A recurring, but often overlooked procurement problem is that "procurement" doesn't start until after  'options analysis' is complete, producing a statement of requirements.  In some instances these analyses have dragged on for 10 years;  as they dither, yes, technology advances, so naturally, it must be included, adding further delays as 'the plan' gets re-jigged..... again.

So one acquisitions step could be reduced by telling the good idea faeries (Mil & Civ) to STFU much earlier, and adapt the construction process to the realities of time/tech advancement.  For example, UK shipbuilding factors in the higher-tech only after construction of hulls, propulsion, etc has already commenced... thus moving inevitable tech obsolescence to the right.


And don't get me going on how 'sole-sourcing' is supposedly some ultimate evil.   ::)
Title: Re: Canadian Military/Defence procurement process (Mega Thread)
Post by: Dimsum on October 04, 2018, 09:07:49
And don't get me going on how 'sole-sourcing' is supposedly some ultimate evil.   ::)

Well of course it is when Bombardier/Irving doesn't get the contract.   :nod:
Title: Re: Canadian Military/Defence procurement process (Mega Thread)
Post by: E.R. Campbell on October 04, 2018, 09:53:28
...

And don't get me going on how 'sole-sourcing' is supposedly some ultimate evil.   ::)

Sole source procurement make good sense, and is, in fact, the ONLY sane thing to so when:

1. You know what it is that you need, i.e. a C-17 not just any big transport aircraft.
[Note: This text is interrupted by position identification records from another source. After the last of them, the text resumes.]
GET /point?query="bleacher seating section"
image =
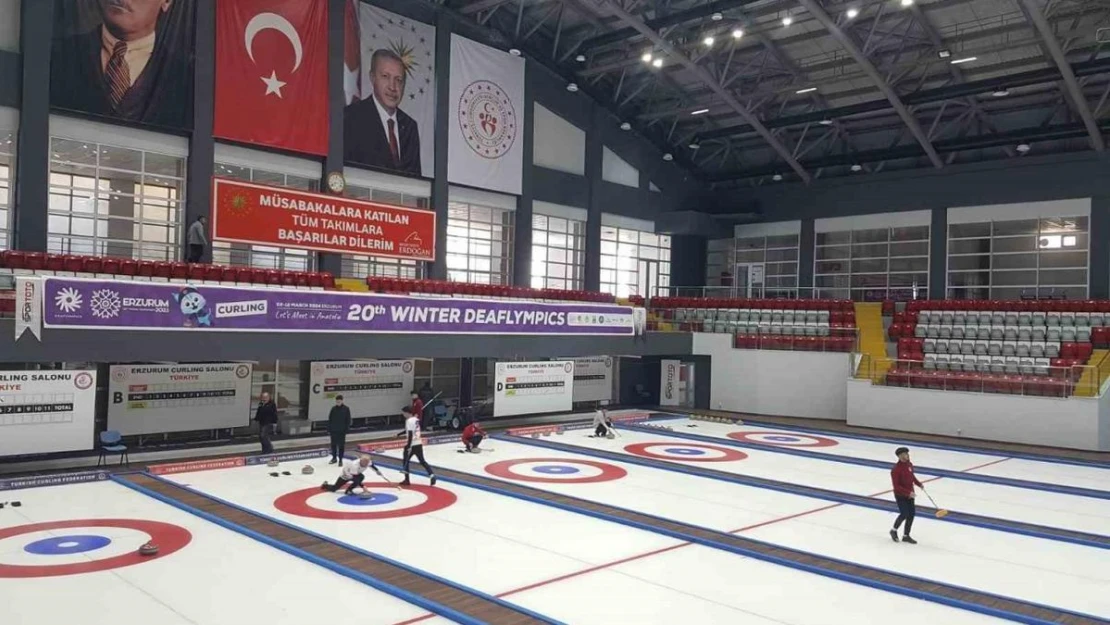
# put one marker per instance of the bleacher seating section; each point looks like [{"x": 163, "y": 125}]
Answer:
[
  {"x": 128, "y": 269},
  {"x": 823, "y": 325},
  {"x": 444, "y": 288},
  {"x": 1002, "y": 346}
]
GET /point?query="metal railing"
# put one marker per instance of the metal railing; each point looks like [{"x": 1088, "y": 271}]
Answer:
[{"x": 1007, "y": 379}]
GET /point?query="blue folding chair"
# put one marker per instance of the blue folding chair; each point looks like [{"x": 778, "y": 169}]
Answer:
[{"x": 110, "y": 443}]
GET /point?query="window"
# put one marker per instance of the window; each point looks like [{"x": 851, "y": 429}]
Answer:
[
  {"x": 264, "y": 256},
  {"x": 558, "y": 253},
  {"x": 634, "y": 262},
  {"x": 480, "y": 243},
  {"x": 107, "y": 200},
  {"x": 778, "y": 253},
  {"x": 362, "y": 266},
  {"x": 1028, "y": 258},
  {"x": 7, "y": 181},
  {"x": 873, "y": 264}
]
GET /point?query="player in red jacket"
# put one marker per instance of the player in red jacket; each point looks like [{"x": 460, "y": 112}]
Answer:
[
  {"x": 902, "y": 479},
  {"x": 473, "y": 435}
]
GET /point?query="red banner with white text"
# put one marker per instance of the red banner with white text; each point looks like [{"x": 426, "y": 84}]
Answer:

You may know that because, for example, you know that you want an aircraft that is built and supported by an ally, not by e.g. the Russians;

2. You need it sooner rather than whenever any competitive process might be finished;

3. The item you need is in production; and

4, There is only one source ... thus, there's no point in any competition.

Sole source procurements should, almost always, be political decisions, rarely bureaucratic and almost never (maybe some specialized, super-secret stuff like crypto is the exception) a military one. The C-17s, the Chinooks and the Leopard 2A6M CAN tanks are good examples of good, smart, sole-source procurements. In each case it needed a minister to overrule the bureaucrats, including the ones in CADPAT, because, sometimes, the standard, much loved and defended to the bureaucratic death ~ paper cuts and eye strain ~ process isn't useful or even desirable.
Title: Re: Canadian Military/Defence procurement process (Mega Thread)
Post by: dapaterson on October 04, 2018, 10:23:53
Moving away from a two year posting cycle, and the assumption that receipt of a posting message magically transforms someone into the CAF expert on a subject would also assist.
Title: Re: Canadian Military/Defence procurement process (Mega Thread)
Post by: E.R. Campbell on October 04, 2018, 11:58:52
Moving away from a two year posting cycle, and the assumption that receipt of a posting message magically transforms someone into the CAF expert on a subject would also assist.


 :rofl:  Too true!   [:D  As those of us who spent year after painful frustrating year in both requirements and engineering can attest.   ::)
Title: Re: Canadian Military/Defence procurement process (Mega Thread)
Post by: dapaterson on October 30, 2018, 00:40:18
Why the Pentagon Could Never Build A Death Star

https://taskandpurpose.com/pentagon-death-star/

Say what you will about Darth Vader, but he knew how to run a modernization program. When he was put in charge of the Death Star Joint Program Office, that battle station reached initial operating capability on time – a feat the Pentagon seems unable to replicate many years later.

The Defense Department could learn a lot from Vader. For example, is there any mention in the “Star Wars” trilogy of the second Death Star being over budget? Of course not. You best believe that the Sith bad-*** would have locked the prime contractor into a fixed-price contract that included a clause such as, “JPO reserves the right to force choke your CEO every time the software doesn’t work as advertised.”